I suspect that Shumlin and his supporters will view this as the lever they need to force VY to shut down, if they can at all prevent VY from getting the new diesel they need.

Meredith Angwin said...

Jeff

So true!

They may well try this. On the other hand, many homes and some businesses and most hospitals have back-up diesels, so I think they would have a hard time, in a court of law, making it stick that THIS back-up diesel was too much of an environmental hazard (or whatever) to allow it to be bought and installed.

Meredith

Kit P said...

A minor correction! EDG are designed for the worst case accident which in VY case is a large break loss of coolant accident. During a LOCA, large injection pumps supply water to keep the core covered and thus prevent damage.

A loss of off site (LOOP) does not require much power to remove decay heat. Typically GE BWRs have two steam driven high pressure injection pumps that startup on a LOOP. Controls systems are battery backed incase the EDGs do not start.

After 9/11, we started thinking differently about a station blackout. Unexpected events like a burning air plane could make it harder to restore AC power.

Mike Mulligan said...

What the heck am I complaining about...I got what I wanted.

Howard Shaffer said...

Kit is right, in the short term. Steam driven pumps put in water which boils off. This cools the reactor.
The steam goes into the conatinment, heating it up eventually the conatainment needs to be cooled. This requires AC power.

Kit P said...

“This requires AC power.”

Yes, but not very much. When I had responsible for decay heat removal at nuke plants, we had emergency plans that considered many emergencies.

So what about a catastrophic natural disaster? What is your plan to supply food and drinking water to your children?

What is your plan to transport school children to the nuke plant to expose them to radiation?

What I get to the part of my what-if scenario where hundreds of thousand are staving or dying from pathogen contaminated drinking water, I ma thinking that decay heat is the least of societies problems.

Consider the world media to the aftermath in Japan compared to Haiti.

Mike Mulligan said...

The turbines have never been tested to run in their emergency mode...bring the plant to a cool down?

Was the plant designed to operate two emergency diesel generator at the same time or can they operate at the same time?

Kit P said...

@Mike

Of course the turbines have been tested. They are tested every quarter. During plant startup the turbines under go extensive testing. That is what I used to do. We trick the equipment into thinking there is an emergency.

Nuke plants are designed to operate with only one EDG in an emergency. In our design analysis, we assume that one EDG does not start. We would also assume the LOCA would disable one of the steam turbine system.
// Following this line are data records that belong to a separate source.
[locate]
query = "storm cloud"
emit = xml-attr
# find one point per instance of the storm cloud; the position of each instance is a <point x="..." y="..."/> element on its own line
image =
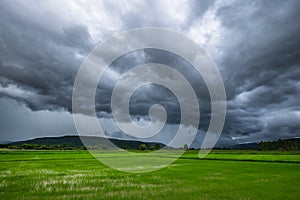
<point x="255" y="44"/>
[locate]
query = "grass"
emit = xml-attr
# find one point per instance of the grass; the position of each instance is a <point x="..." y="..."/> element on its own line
<point x="221" y="175"/>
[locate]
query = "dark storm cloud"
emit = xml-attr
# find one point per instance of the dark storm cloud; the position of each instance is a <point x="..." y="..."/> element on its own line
<point x="39" y="60"/>
<point x="255" y="44"/>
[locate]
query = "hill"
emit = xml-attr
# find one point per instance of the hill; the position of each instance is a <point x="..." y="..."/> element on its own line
<point x="76" y="142"/>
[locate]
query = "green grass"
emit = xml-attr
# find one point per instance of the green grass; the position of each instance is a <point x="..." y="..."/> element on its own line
<point x="221" y="175"/>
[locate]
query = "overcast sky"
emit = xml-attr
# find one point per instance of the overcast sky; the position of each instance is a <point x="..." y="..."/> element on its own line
<point x="255" y="45"/>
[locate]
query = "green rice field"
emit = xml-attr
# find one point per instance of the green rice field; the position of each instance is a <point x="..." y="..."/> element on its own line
<point x="223" y="174"/>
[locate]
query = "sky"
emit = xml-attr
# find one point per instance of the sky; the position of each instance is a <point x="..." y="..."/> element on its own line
<point x="255" y="45"/>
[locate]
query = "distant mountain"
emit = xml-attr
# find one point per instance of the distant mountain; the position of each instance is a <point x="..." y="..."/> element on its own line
<point x="91" y="141"/>
<point x="5" y="142"/>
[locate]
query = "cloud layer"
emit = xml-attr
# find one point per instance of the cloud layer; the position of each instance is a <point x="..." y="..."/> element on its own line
<point x="255" y="44"/>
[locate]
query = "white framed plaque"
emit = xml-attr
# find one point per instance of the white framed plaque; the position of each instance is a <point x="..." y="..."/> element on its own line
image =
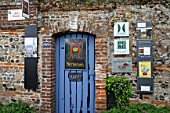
<point x="121" y="46"/>
<point x="121" y="29"/>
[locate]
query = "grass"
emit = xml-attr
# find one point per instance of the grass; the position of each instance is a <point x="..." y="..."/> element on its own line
<point x="139" y="108"/>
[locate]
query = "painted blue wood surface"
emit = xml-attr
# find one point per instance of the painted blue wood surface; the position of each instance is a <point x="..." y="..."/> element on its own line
<point x="61" y="76"/>
<point x="73" y="96"/>
<point x="91" y="73"/>
<point x="85" y="86"/>
<point x="67" y="88"/>
<point x="79" y="87"/>
<point x="57" y="74"/>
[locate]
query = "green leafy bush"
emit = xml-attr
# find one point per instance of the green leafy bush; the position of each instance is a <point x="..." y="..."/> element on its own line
<point x="139" y="108"/>
<point x="17" y="107"/>
<point x="120" y="88"/>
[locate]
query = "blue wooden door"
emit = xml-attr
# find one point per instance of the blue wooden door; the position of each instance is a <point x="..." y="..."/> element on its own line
<point x="75" y="94"/>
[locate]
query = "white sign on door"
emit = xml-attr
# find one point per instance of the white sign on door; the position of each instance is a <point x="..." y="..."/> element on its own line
<point x="121" y="29"/>
<point x="121" y="46"/>
<point x="15" y="14"/>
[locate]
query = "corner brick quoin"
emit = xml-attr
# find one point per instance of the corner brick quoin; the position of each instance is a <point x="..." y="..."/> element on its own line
<point x="91" y="20"/>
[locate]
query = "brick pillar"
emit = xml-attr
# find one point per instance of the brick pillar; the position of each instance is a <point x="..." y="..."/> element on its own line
<point x="100" y="70"/>
<point x="48" y="76"/>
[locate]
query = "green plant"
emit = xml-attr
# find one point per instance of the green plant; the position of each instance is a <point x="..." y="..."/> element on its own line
<point x="17" y="107"/>
<point x="120" y="88"/>
<point x="139" y="108"/>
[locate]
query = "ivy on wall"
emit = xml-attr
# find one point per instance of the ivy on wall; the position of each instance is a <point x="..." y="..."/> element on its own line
<point x="46" y="4"/>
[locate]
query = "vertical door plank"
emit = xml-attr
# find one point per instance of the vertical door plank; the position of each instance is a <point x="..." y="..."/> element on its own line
<point x="85" y="84"/>
<point x="91" y="73"/>
<point x="79" y="87"/>
<point x="73" y="88"/>
<point x="79" y="94"/>
<point x="67" y="92"/>
<point x="73" y="95"/>
<point x="67" y="87"/>
<point x="61" y="76"/>
<point x="57" y="73"/>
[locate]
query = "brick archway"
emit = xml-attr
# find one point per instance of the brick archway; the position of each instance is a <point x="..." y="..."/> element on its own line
<point x="48" y="34"/>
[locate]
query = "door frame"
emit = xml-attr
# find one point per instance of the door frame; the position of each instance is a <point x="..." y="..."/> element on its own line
<point x="91" y="72"/>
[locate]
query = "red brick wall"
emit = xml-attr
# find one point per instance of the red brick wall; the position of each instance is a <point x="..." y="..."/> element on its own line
<point x="92" y="20"/>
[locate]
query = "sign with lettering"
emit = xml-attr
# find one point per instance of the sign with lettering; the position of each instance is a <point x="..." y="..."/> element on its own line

Normally during a loss of LOOP everything works fine.

New power plants are required by FERC to keep producing house loads with the main generator if the grid is lost to shorten the time for restoring the grid. This is done by dumping steam to the condenser while the control system backs down

Mike Mulligan said...

I spoke to the senior resident inspector about said issues for about an hour. I was utterly shocked how comprehensively he answered my questions. Shocked as hell how much he knew about the VY DG and its service water cooling support.

We are now prepared for the next LOOP.

EntrepreNuke said...

This sounds like a bit of a follow-up to this post:

http://www.rutlandherald.com/article/20121027/THISJUSTIN/710279904

Meredith Angwin said...

Yes. Thank you. I had seen this, but hadn't linked to it.

The new information in this story is about Entergy asking NRC and PSB about the generator, and NRC saying it wasn't their requirement that VY buy a diesel. I find that unclear, because I believe NRC said that VY has to have something to replace the Vernon Dam as a backup, and of course, a diesel would be the replacement.

Anonymous said...

EDG's are viewed differently than simple backup D/G's like you'd find at a hospital. For example the new AP1000 diesels aren't EDG's, so they have to meet EPA regs that EDG's would be exempt from.

Unknown said...

The black start process can bring a nuclear power station back online which was earlier only possible with hydro electric plants. The first Black Start was initiated in Toronto in 2003 following a city-wide blackout.